Integrated Heterogeneous System (IHS) processors pack throughput-oriented GPGPUs alongside latency-oriented CPUs on the same die sharing certain resources, e.g., shared last level cache, network-on-chip (NoC), and the main memory. They also share virtual and physical address spaces and unify the memory hierarchy. The IHS architecture allows for easier programmability, data management and efficiency. However, the significant disparity in the demands for memory and other shared resources between the GPU cores and CPU cores poses significant problems in exploiting the full potential of this architecture.
In this work, we propose adding a large capacity stacked DRAM, used as a shared last level cache, for the IHS processors.
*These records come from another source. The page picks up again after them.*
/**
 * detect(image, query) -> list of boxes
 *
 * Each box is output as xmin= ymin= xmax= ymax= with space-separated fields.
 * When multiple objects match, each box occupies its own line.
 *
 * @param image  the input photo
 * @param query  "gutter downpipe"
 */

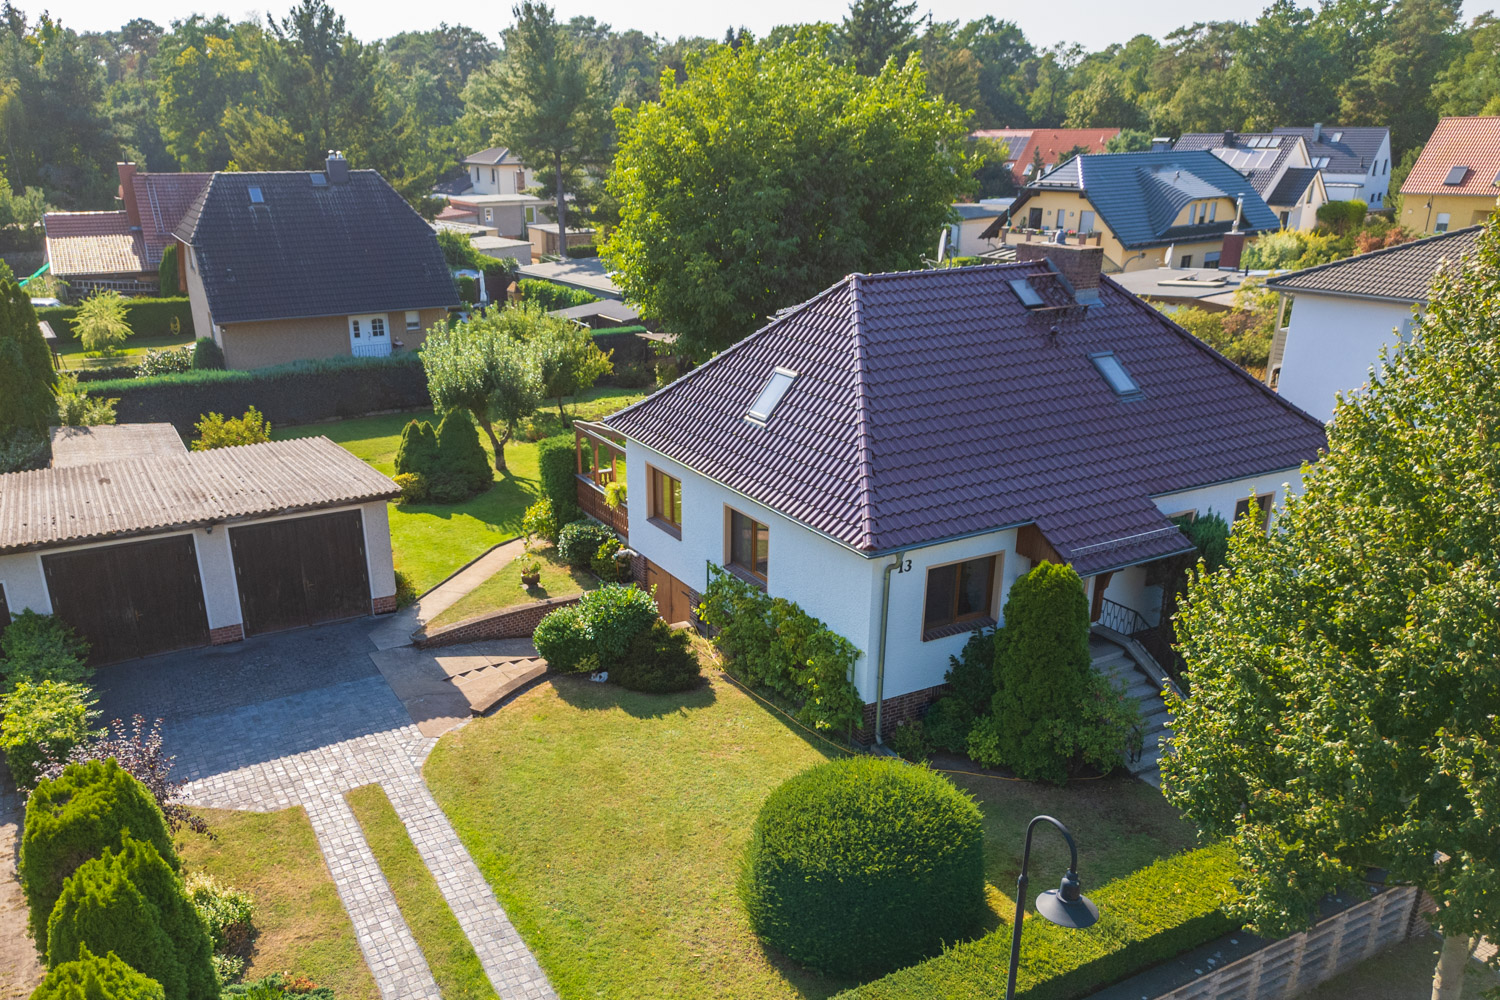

The reduced latency of access and large bandwidth provided by the DRAM cache can help improve performance respectively of CPU and GPGPU while the large capacity can help contain the working set of the IHS workloads. However, adding the DRAM cache naively leaves significant performance on the table due to the disparate demands from CPU and GPU cores for DRAM cache and memory accesses. In particular, the imbalance can significantly reduce the performance benefits that the CPU cores would have otherwise enjoyed with the introduction of the DRAM cache. This necessitates a heterogeneity-aware management of this shared resource for improved performance. To address this, in this thesis, we propose three simple techniques to enhance the performance of CPU application while ensuring very little or no performance impact to the GPU. Specifically, we propose (i) PrIS, a prioritization scheme for scheduling CPU requests at the DRAM cache controller, (ii) ByE, a selective and temporal bypassing scheme for CPU requests at the DRAM cache and (iii) Chaining, an occupancy controlling mechanism for GPU lines in the DRAM cache through pseudo-associativity. The resulting cache, HAShCache, is heterogeneity-aware and can adapt dynamically to address the inherent disparity of demands in an IHS architecture with simple light weight schemes.
We enhance the gem5-gpu simulator to model an IHS architecture with stacked DRAM as a cache, coherent GPU L2 cache and CPU caches and a shared unified physical memory. Using this setup we perform detailed experimental evaluation of the proposed HAShCache and demonstrate an average system performance (combined performance of CPU and GPU cores) improvement of 41% over a naive DRAM cache and over 100% improvement over a baseline system with no stacked DRAM cache.